FunBunny2 - Friday, September 22, 2017 - link
-- IBM Z mainframes are based on specially designed IBM z-series CPUs, which are unique both in terms of microarchitecture, feature set and even physical layout.there are billions and billions of lines of COBOL which depend on hardware assists implemented decades ago. and there are, likely, millions of lines of assembler running all manner of critical systems.
phoenix_rizzen - Friday, September 22, 2017 - link
From the article:"Each IBM z14 SC CPU consists of 6.1 billion transistors, runs at 5.2 GHz and contains 10 cores with dedicated 6 MB L2 per core (2MB L2 for instructions, 4MB L2 for data) and 128 MB shared L3. Meanwhile, the system control (SC) chip consists of 9.7 ..."
Shouldn't that first "Z14 SC CPU" be "Z14 CP CPU"?
Was really confused reading that wondering why the system control chip had 10 cores with no mention of the actual CP setup.
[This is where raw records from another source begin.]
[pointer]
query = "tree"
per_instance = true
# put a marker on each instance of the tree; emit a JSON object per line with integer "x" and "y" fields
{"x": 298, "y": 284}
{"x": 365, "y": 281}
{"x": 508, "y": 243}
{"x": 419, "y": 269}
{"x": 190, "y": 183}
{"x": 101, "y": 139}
Then the next sentence is about the SC again, with different specs.
Adele Hars - Sunday, October 1, 2017 - link
IBM's decision to go with FinFET on SOI dates back well over five years, and the physics have not changed in that time. If you're willing to take a bit of a deep dive, Terry Hook, who's IBM's SOI-FinFET holes & electrons guru, did a few pieces for Advanced Substrate News back in 2012/2013. I'll paste in links below.http://bit.ly/2xPCNIW - FinFET on SOI: Potential Becomes Reality
http://bit.ly/2yBtuKj - IBM: FinFET Isolation Considerations and Ramifications – Bulk vs. SOI
http://bit.ly/2kh4dTA - IBM: Why Fin-on-Oxide (FOx/SOI) Is Well-Positioned to Deliver Optimal FinFET Value
Also, the folks at the SOI Consortium laid it out in very simple terms (re: advantages of doing planar FD-SOI or FinFET-on-SOI) back in a 2012 piece -- you can find that here: http://bit.ly/2fCLTix.
And finally, a note for those worried about SOI wafer costs, the wafers are slightly more expensive, but that cost is immediately amortized because the manufacturing process in the fab uses fewer mask steps when the starting wafer is an SOI wafer. That holds for both FinFETs on SOI and FD-SOI, btw.